I am deeply afraid of chemicals.  I use vinegar to clean instead of harsh chemicals, I eat organically to avoid artificial whatever, and avoid pharmaceuticals if at all possible.  And, yes, I am a hypocrite.  A girl afraid of advil, but alcohol and painkillers…no problem!

But, the hypocrisy has a rational basis, because what I think I’m really afraid of is the uncontrollable chemical responses.  The anxiety that comes from the obsessive thoughts that pop in my head, the shame from the compulsive behavior that I didn’t notice start to become pattern, the hypochondria induced panic from the bad reaction to an antibiotic, and the unfamiliar uncertainty of love.

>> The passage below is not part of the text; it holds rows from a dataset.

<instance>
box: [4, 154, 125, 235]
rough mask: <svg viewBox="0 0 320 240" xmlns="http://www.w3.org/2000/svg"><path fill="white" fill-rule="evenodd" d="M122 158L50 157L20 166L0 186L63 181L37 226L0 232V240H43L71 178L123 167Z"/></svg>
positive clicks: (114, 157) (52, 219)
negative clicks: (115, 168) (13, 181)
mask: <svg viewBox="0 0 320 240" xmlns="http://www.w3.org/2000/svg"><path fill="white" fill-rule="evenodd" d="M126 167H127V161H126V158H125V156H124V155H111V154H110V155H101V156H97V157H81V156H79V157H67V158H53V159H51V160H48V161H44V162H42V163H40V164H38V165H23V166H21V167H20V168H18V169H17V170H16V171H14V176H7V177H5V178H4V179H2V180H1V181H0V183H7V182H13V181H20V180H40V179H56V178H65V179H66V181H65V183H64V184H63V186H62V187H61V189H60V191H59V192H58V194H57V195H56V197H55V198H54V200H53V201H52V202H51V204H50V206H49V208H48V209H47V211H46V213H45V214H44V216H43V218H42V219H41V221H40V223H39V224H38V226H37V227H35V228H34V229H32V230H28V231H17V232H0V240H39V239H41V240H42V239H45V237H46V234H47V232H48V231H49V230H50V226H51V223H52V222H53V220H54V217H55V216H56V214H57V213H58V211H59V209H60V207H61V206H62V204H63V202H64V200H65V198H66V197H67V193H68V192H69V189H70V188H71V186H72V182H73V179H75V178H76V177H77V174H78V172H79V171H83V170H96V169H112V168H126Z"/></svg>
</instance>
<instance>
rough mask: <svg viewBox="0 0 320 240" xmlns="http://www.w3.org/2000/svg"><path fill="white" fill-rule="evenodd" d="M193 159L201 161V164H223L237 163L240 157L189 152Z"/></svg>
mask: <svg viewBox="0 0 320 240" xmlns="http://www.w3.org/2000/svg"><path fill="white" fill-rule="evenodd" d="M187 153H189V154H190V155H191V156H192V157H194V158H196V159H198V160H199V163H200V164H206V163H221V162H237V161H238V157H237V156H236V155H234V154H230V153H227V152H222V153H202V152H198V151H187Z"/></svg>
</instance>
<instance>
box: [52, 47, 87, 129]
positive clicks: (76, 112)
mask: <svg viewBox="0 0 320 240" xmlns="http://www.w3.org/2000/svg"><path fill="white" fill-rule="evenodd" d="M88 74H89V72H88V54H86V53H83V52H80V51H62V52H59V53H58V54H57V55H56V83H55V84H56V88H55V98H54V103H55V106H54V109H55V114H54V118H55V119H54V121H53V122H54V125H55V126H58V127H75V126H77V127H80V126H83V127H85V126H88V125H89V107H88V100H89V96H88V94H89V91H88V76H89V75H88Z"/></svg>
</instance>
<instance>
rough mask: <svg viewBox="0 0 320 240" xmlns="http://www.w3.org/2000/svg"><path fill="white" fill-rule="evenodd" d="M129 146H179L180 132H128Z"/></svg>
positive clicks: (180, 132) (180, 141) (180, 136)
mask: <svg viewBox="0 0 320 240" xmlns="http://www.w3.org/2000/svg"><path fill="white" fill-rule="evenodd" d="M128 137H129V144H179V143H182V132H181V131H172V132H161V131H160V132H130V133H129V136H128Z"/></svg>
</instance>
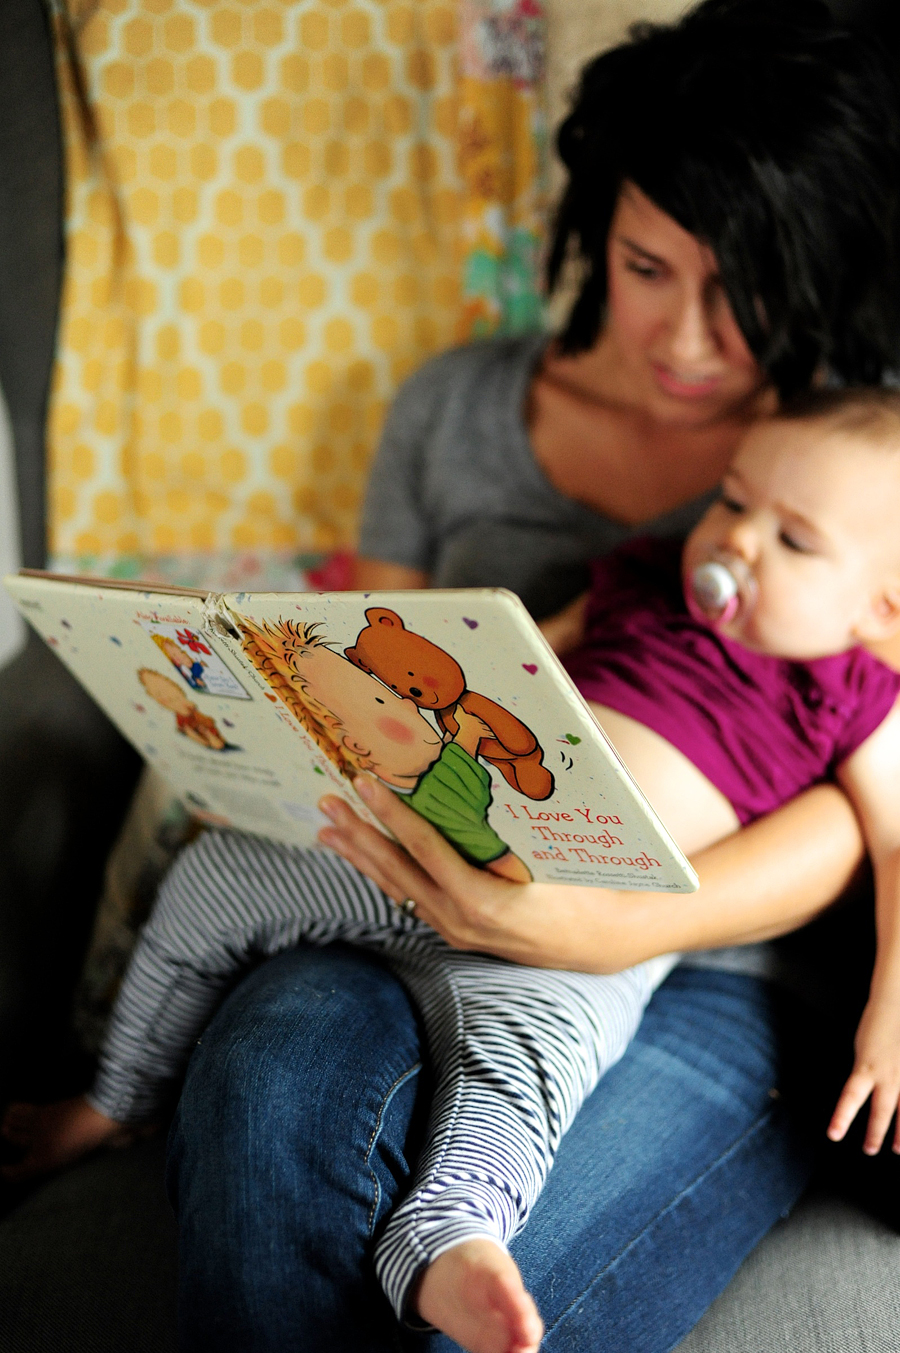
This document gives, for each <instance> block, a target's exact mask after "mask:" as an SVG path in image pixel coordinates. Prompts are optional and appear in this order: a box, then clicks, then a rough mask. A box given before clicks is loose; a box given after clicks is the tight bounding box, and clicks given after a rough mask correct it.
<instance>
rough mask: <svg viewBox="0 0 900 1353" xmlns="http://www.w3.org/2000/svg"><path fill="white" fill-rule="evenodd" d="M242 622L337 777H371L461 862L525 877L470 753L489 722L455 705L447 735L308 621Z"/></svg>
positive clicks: (271, 676) (277, 682)
mask: <svg viewBox="0 0 900 1353" xmlns="http://www.w3.org/2000/svg"><path fill="white" fill-rule="evenodd" d="M241 628H242V635H244V648H245V651H246V653H248V656H249V658H250V660H252V662H253V663H254V666H256V667H257V668H258V671H260V672H261V675H263V676H264V678H265V681H267V682H268V683H269V685H271V686H272V689H273V690H275V691H277V694H279V695H280V697H282V700H283V701H284V704H286V705H287V706H288V708H290V709H291V710H292V713H294V714H295V717H296V718H298V720H299V723H300V724H302V727H303V728H305V729H306V732H307V733H309V735H310V736H311V737H313V739H314V740H315V743H317V744H318V746H319V748H321V750H322V751H323V752H325V754H326V756H328V758H329V759H330V760H332V762H333V763H334V764H336V766H337V769H338V770H340V771H341V773H342V774H344V775H346V777H348V778H351V779H352V778H353V775H355V774H356V773H357V771H368V773H369V774H372V775H376V777H378V778H379V779H382V781H384V783H386V785H390V786H391V789H394V790H395V792H397V793H399V794H402V796H403V798H405V800H406V802H407V804H409V805H410V808H414V809H415V812H417V813H420V815H421V816H422V817H425V819H426V820H428V821H429V823H432V824H433V825H434V827H436V828H437V829H438V831H440V832H441V835H443V836H445V838H447V840H449V842H451V843H452V844H453V846H455V847H456V850H457V851H459V852H460V854H462V855H464V856H466V859H468V861H471V862H472V863H474V865H478V866H480V867H482V869H489V870H490V871H491V873H493V874H501V875H502V877H503V878H509V879H512V881H513V882H517V884H526V882H531V877H532V875H531V873H529V870H528V867H526V866H525V865H524V863H522V861H521V859H520V858H518V855H514V854H513V852H512V851H510V848H509V846H508V844H506V843H505V842H503V840H502V839H501V838H499V836H498V835H497V832H495V831H494V828H493V827H491V825H490V823H489V819H487V813H489V808H490V804H491V779H490V774H489V771H487V770H486V767H485V766H482V764H480V762H479V760H478V759H476V755H475V754H476V750H478V744H479V741H480V740H482V739H483V737H489V736H491V729H490V728H487V725H486V724H485V723H483V721H482V720H480V718H478V716H475V714H471V713H468V712H467V710H466V709H463V708H462V706H457V708H456V712H455V718H456V723H457V724H459V729H457V732H456V733H455V735H453V736H452V737H447V739H444V736H443V735H441V733H440V732H438V731H437V729H436V728H434V725H433V724H430V723H429V721H428V720H426V718H425V717H424V716H422V713H421V710H420V708H418V706H417V705H415V702H414V701H413V700H409V698H407V697H401V695H398V694H395V693H394V691H392V690H388V689H387V686H384V685H383V683H382V682H380V681H378V678H376V676H371V675H369V674H368V672H365V671H363V670H361V668H360V667H357V666H355V663H352V662H349V659H346V658H344V655H342V653H338V652H336V651H334V649H333V648H332V647H329V644H328V643H326V640H323V639H322V636H321V635H319V633H318V632H317V626H315V625H309V624H302V622H299V621H294V620H284V621H279V622H277V624H276V625H269V624H267V625H256V624H254V622H253V621H246V620H245V621H242V625H241Z"/></svg>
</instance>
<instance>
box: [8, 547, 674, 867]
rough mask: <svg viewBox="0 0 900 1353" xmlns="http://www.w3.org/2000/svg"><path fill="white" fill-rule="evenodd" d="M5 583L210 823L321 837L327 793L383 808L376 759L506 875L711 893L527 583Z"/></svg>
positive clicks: (382, 766) (22, 582)
mask: <svg viewBox="0 0 900 1353" xmlns="http://www.w3.org/2000/svg"><path fill="white" fill-rule="evenodd" d="M5 586H7V589H8V591H9V593H11V595H12V597H14V599H15V602H16V603H18V606H19V609H20V610H22V613H23V616H24V617H26V618H27V620H28V621H30V624H31V625H32V626H34V628H35V629H37V630H38V633H39V635H42V636H43V639H45V640H46V643H47V644H50V645H51V648H53V649H54V652H55V653H57V655H58V656H60V658H61V659H62V662H64V663H65V664H66V667H69V668H70V671H72V672H73V674H74V675H76V676H77V679H78V681H80V682H81V685H83V686H85V687H87V690H88V691H89V693H91V695H93V698H95V700H96V701H97V704H99V705H100V706H102V708H103V709H104V710H106V712H107V714H108V716H110V717H111V720H112V721H114V723H115V724H116V725H118V727H119V728H120V731H122V732H123V733H125V736H126V737H127V739H129V740H130V741H131V743H133V744H134V746H135V747H137V748H138V751H139V752H141V754H142V755H143V756H145V759H146V760H148V762H149V763H150V764H152V766H153V767H154V769H156V770H157V771H158V773H160V774H161V775H162V777H164V778H165V779H166V781H168V782H169V785H171V786H172V789H173V790H175V792H176V793H177V794H179V796H180V797H181V798H183V801H184V802H185V805H187V806H188V808H189V809H191V810H192V812H194V813H195V815H196V816H198V817H200V819H202V820H204V821H207V823H211V824H221V825H229V827H235V828H241V829H244V831H249V832H257V833H261V835H265V836H272V838H275V839H276V840H280V842H287V843H290V844H296V846H311V844H314V842H315V833H317V829H318V828H319V827H321V825H322V824H323V823H325V819H323V817H322V815H321V813H319V810H318V808H317V804H318V801H319V798H321V797H322V794H325V793H326V792H330V793H337V794H341V796H342V797H344V798H345V800H348V801H349V802H352V804H353V806H355V809H356V812H357V813H360V816H363V817H367V819H368V820H369V821H374V819H372V817H371V816H369V815H368V813H367V810H365V809H364V806H363V804H361V801H360V800H359V797H357V796H356V794H355V793H353V790H352V787H351V781H352V778H353V775H355V774H356V773H357V771H368V773H371V774H372V775H376V777H379V778H380V779H383V781H384V782H386V783H387V785H390V786H391V787H394V789H395V790H397V792H398V793H399V794H402V796H403V797H405V798H406V801H407V802H409V804H410V805H411V806H413V808H415V809H417V810H420V812H421V813H422V816H425V817H428V819H429V820H430V821H432V823H434V825H437V827H438V829H440V831H443V832H444V835H445V836H447V838H448V839H449V840H452V842H453V844H455V846H456V847H457V850H460V852H462V854H464V855H466V856H467V858H468V859H470V861H472V862H474V863H478V865H480V866H482V867H489V869H493V870H494V871H497V873H505V874H506V875H508V877H522V870H521V865H524V866H525V869H526V870H528V871H529V873H531V875H532V877H533V878H535V879H537V881H541V882H559V884H581V885H593V886H610V888H620V889H652V890H666V892H692V890H693V889H696V886H697V878H696V875H694V871H693V870H692V867H690V865H689V863H688V861H686V859H685V856H683V855H682V852H681V851H679V850H678V847H677V846H675V843H674V842H673V839H671V838H670V836H669V833H667V831H666V828H665V827H663V824H662V823H660V821H659V819H658V817H656V815H655V812H654V809H652V808H651V806H650V804H648V802H647V800H646V798H644V796H643V793H642V792H640V789H639V787H637V785H636V783H635V781H633V779H632V777H631V775H629V773H628V770H627V769H625V766H624V764H623V763H621V760H620V758H618V756H617V754H616V751H614V750H613V747H612V744H610V743H609V741H608V739H606V737H605V735H604V733H602V731H601V729H600V727H598V725H597V723H595V720H594V717H593V716H591V713H590V710H589V708H587V705H586V704H585V701H583V700H582V697H581V695H579V694H578V691H577V690H575V687H574V685H572V682H571V681H570V678H568V675H567V674H566V671H564V670H563V667H562V664H560V663H559V660H558V658H556V656H555V653H554V652H552V651H551V648H549V647H548V644H547V643H545V640H544V639H543V636H541V633H540V630H539V629H537V626H536V625H535V622H533V621H532V618H531V617H529V614H528V612H526V610H525V607H524V606H522V603H521V602H520V601H518V598H517V597H514V595H513V594H512V593H506V591H501V590H494V589H491V590H487V589H485V590H464V591H463V590H460V591H437V590H434V591H402V593H302V594H292V593H275V594H272V593H235V594H231V595H207V594H206V593H199V591H189V590H180V589H175V587H153V589H149V587H146V586H142V584H139V583H137V584H135V583H119V582H97V580H92V579H76V578H62V576H58V575H53V574H39V572H32V571H27V570H24V571H23V572H20V574H19V575H16V576H11V578H7V579H5ZM520 862H521V863H520ZM524 877H526V875H524Z"/></svg>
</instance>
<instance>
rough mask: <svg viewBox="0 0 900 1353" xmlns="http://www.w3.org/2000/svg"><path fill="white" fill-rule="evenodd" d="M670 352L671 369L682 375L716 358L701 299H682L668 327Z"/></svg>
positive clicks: (707, 308)
mask: <svg viewBox="0 0 900 1353" xmlns="http://www.w3.org/2000/svg"><path fill="white" fill-rule="evenodd" d="M670 350H671V360H673V365H675V367H678V368H681V369H683V371H686V372H696V371H697V369H698V368H701V367H702V364H704V363H705V361H709V360H711V359H713V357H716V356H717V352H719V344H717V342H716V334H715V331H713V326H712V323H711V317H709V313H708V308H706V306H705V303H704V299H702V296H700V295H685V296H682V299H681V304H679V307H678V311H677V314H675V317H674V322H673V327H671V340H670Z"/></svg>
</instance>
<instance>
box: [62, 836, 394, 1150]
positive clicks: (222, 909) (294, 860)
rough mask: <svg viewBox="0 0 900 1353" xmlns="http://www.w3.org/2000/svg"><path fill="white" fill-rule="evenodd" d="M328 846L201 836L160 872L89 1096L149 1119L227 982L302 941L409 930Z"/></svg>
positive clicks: (110, 1108) (103, 1046)
mask: <svg viewBox="0 0 900 1353" xmlns="http://www.w3.org/2000/svg"><path fill="white" fill-rule="evenodd" d="M418 924H420V923H417V921H414V920H413V921H410V919H409V917H405V916H403V915H402V913H399V912H398V911H397V908H394V907H392V905H391V902H390V900H388V898H387V897H386V896H384V894H383V893H382V892H380V889H378V888H376V886H375V884H371V882H369V881H368V879H367V878H364V877H363V875H361V874H360V873H357V870H355V869H353V867H352V866H351V865H348V863H346V862H345V861H342V859H341V858H340V856H338V855H333V854H332V852H330V851H319V850H309V851H307V850H299V848H295V847H288V846H279V844H277V843H273V842H267V840H263V839H260V838H257V836H245V835H241V833H237V832H207V833H204V835H203V836H200V838H199V840H196V842H195V843H194V844H192V846H189V847H188V848H187V850H185V851H184V852H183V854H181V855H180V856H179V859H177V861H176V863H175V866H173V867H172V870H171V871H169V874H168V875H166V878H165V881H164V884H162V888H161V890H160V896H158V898H157V902H156V905H154V909H153V913H152V915H150V919H149V921H148V923H146V925H145V928H143V931H142V934H141V938H139V940H138V944H137V947H135V950H134V955H133V958H131V962H130V965H129V969H127V971H126V976H125V980H123V984H122V989H120V992H119V996H118V999H116V1003H115V1008H114V1011H112V1017H111V1020H110V1027H108V1031H107V1035H106V1039H104V1046H103V1051H102V1057H100V1070H99V1073H97V1078H96V1081H95V1085H93V1089H92V1092H91V1095H89V1103H91V1104H92V1107H93V1108H96V1109H99V1111H100V1112H102V1114H106V1115H107V1116H108V1118H111V1119H115V1120H116V1122H119V1123H139V1122H142V1120H146V1119H150V1118H152V1116H153V1114H154V1112H156V1111H158V1108H160V1103H161V1101H162V1100H164V1097H165V1095H166V1093H168V1092H169V1089H171V1086H172V1084H173V1081H175V1080H176V1078H177V1076H179V1074H180V1073H181V1072H183V1069H184V1066H185V1063H187V1059H188V1057H189V1053H191V1049H192V1047H194V1045H195V1042H196V1039H198V1038H199V1036H200V1034H202V1032H203V1030H204V1027H206V1024H207V1023H208V1020H210V1016H211V1013H212V1011H214V1009H215V1007H217V1005H218V1003H219V1000H221V999H222V996H223V994H225V992H226V989H227V988H229V986H230V985H231V984H233V982H234V980H235V978H237V977H238V976H240V973H241V971H242V970H245V969H246V967H248V966H249V965H250V963H252V962H253V961H258V959H261V958H268V957H271V955H273V954H277V953H280V951H282V950H286V948H290V947H292V946H294V944H296V943H299V942H300V940H302V939H307V940H311V942H314V943H328V942H329V940H333V939H338V938H342V939H349V940H353V939H363V940H364V939H368V940H369V942H371V940H372V938H374V936H375V935H380V934H382V932H383V931H384V930H386V928H388V930H390V928H397V930H399V931H402V930H405V928H410V927H415V925H418Z"/></svg>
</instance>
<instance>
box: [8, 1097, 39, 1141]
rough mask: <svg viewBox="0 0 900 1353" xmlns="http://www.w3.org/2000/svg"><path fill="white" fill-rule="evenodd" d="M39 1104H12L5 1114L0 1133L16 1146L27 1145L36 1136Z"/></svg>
mask: <svg viewBox="0 0 900 1353" xmlns="http://www.w3.org/2000/svg"><path fill="white" fill-rule="evenodd" d="M37 1112H38V1107H37V1104H11V1105H9V1107H8V1109H7V1112H5V1114H4V1115H3V1123H0V1135H3V1137H4V1138H5V1139H7V1142H11V1143H12V1145H14V1146H27V1145H28V1142H30V1141H31V1138H32V1137H34V1126H35V1119H37Z"/></svg>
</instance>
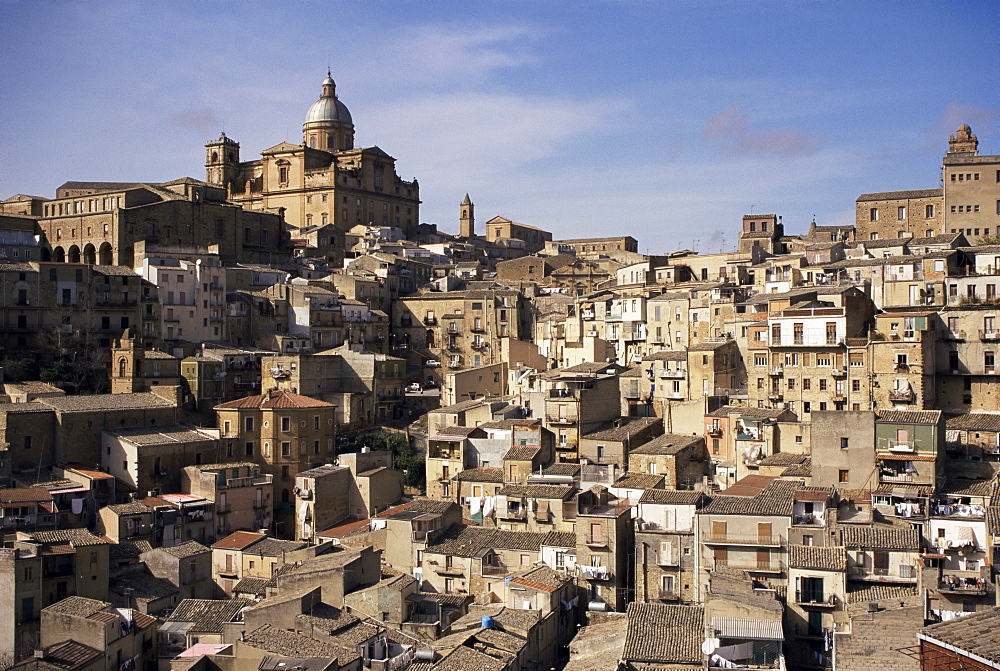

It struck me today like lightning punching through a dark ocean.  Those of you who have read my blog know that I am divorced.  It was a tough time, but the hard part was recreating a life, not so much the loss of a love, because the truth is I never loved him.  He was my best friend, which is why I married him.  Until him, all of my relationships had been incredibly short lived.  We’re talking three months tops.  It seemed odd to me that I had such short relationships in my past, yet a seven year long relationship with my ex.  It was not odd though because he was just as emotionally distant as I was.  Sex was almost always without affection or romance and I was always drunk.  Every other person I had a slept with, I did not care about.  I preferred it that way because emotions really scare me.  Why wouldn’t they?  After all, anxiety is the main emotion I had experienced so trusting myself was not an option.
 Letting myself be vulnerable, open, to fall in love, was not an option.

love tattoo

So, back to today.  My OCD has been under serious control from about a year and my first crush happened today.  At first, I felt elated and all the flowery things that come with a crush, but this feeling was followed by uncertainty and panic.  Of course, I know that feelings of uncertainty are normal, but as someone with OCD for most of my life, the tolerance to uncertainty and lack of control is not very good.  This low tolerance makes me defensive and I try to get rid of the feelings.  I try so hard to get rid of the feelings that create any sense of vulnerability and so far I have been successful.  The price I pay is that I have never been in real love before.

Fear really is a powerful thing and so much of my life has been utterly ruled by it.  I do hope to let go of that fear and fall in love someday.  If my inability to get close to someone is based on this fear like I believe it is, then my prescription for love will be to continue practicing acceptance, to be honest with myself and others and most importantly…..baby steps!